For businesses running Google Ads: poor Core Web Vitals reduce your Quality Score, meaning you pay more per click than a competitor with a faster site bidding the same amount.

How to Find Your Scores

Google's PageSpeed Insights will show your scores for any URL. A score of 90+ is good, 50–89 needs improvement, and below 50 is considered poor. A full 5-pillar audit combines your scores with a monthly ad spend overspend estimate — useful for prioritising the work with your developer or agency.

FREQUENTLY ASKED QUESTIONS

What are Core Web Vitals?+

Core Web Vitals are three specific performance metrics Google uses to measure user experience: Largest Contentful Paint (LCP, measures loading speed), Total Blocking Time (TBT, measures interactivity), and Cumulative Layout Shift (CLS, measures visual stability). They have been Google ranking signals since 2021.

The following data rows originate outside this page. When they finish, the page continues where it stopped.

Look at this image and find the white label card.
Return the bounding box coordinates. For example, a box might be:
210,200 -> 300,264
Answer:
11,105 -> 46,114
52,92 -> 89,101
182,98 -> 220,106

What is a good Core Web Vitals score?+

Google rates each metric as Good, Needs Improvement, or Poor. For LCP: Good is under 2.5s, Poor is above 4s. For TBT: Good is under 200ms, Poor is above 600ms. For CLS: Good is under 0.1, Poor is above 0.25. A PageSpeed Insights score of 90+ indicates all three are in the Good range.

Do Core Web Vitals affect Google Ads costs?+

Yes. Google uses Core Web Vitals as part of the landing page experience component of Quality Score in Google Ads. Poor scores reduce your Quality Score, which means you pay more per click. A site moving from a score of 45 to 85 can reduce Google Ads CPCs by 30–60%.